Three Italian aid workers arrested in southern Afghanistan on April 10 for allegedly plotting to kill a provincial governor have been freed, according to the AP.
The case against the Italians, employees of the Milan-based medical relief charity Emergency, looked suspicious from the start, and Emergency’s leadership asserted its staff were innocent from the moment the Italians were arrested along with six Afghan colleagues at a hospital in the city of Lashkar Gah.
Emergency is one of the largest medical relief organizations operating in Afghanistan, and runs three hospitals in different provinces, 28 clinics and an orphanage.
In the rugged northern province of Panjshir, Emergency’s 100 bed facility is the only hospital.
According to the AFP, 12,500 Panjshir residents signed or thumb-printed a petition calling for the release of the three detained Italians.
“The people need us, that’s why we are here,” Michaela Franz, Emergency’s medical coordinator in Panjshir told the AFP. “If we go, they have nothing, we are the only hospital.”
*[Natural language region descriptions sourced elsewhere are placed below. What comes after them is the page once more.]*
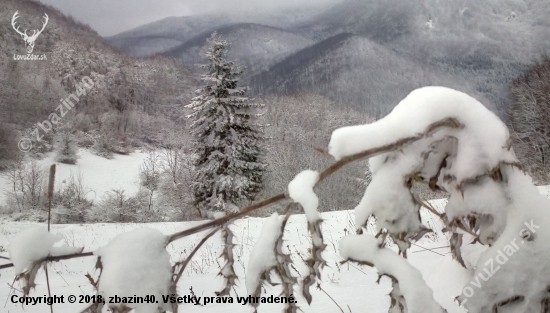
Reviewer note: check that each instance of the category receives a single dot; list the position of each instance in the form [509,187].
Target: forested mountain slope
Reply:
[129,96]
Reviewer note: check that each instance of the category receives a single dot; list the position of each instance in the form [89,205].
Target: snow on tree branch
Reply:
[451,142]
[136,263]
[300,189]
[417,295]
[30,248]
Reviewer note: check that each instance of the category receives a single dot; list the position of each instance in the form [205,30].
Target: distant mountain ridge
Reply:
[255,47]
[475,46]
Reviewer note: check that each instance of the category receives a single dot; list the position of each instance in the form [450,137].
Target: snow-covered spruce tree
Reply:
[227,140]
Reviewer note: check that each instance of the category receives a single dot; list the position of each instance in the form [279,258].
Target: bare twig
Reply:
[190,256]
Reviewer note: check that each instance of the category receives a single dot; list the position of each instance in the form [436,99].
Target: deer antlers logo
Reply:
[29,40]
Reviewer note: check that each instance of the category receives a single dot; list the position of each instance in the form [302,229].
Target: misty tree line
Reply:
[166,175]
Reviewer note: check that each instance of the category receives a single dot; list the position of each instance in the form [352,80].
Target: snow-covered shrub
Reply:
[451,142]
[436,136]
[70,201]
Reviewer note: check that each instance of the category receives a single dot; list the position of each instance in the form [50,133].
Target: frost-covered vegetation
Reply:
[450,142]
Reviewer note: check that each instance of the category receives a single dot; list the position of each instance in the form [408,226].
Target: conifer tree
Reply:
[227,138]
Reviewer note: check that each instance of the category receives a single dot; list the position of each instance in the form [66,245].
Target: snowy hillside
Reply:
[353,287]
[349,284]
[157,37]
[334,66]
[99,175]
[254,46]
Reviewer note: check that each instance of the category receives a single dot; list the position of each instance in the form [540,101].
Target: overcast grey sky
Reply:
[109,17]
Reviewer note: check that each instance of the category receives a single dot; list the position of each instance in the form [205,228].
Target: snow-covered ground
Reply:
[349,284]
[99,174]
[353,287]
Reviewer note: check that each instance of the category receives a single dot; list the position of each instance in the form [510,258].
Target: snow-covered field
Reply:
[99,174]
[352,286]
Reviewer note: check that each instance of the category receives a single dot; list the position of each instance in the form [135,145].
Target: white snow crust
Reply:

It may already be too late. Emergency is being pressured to cease operations in the country, and powerful segments within the Afghan security and intelligence forces are becoming increasingly hostile to aid workers.
“They have not been very clever politically,” said one foreign aid official, speaking to the AFP on condition of anonymity, “but what is happening to Emergency could be part of a wider trend.”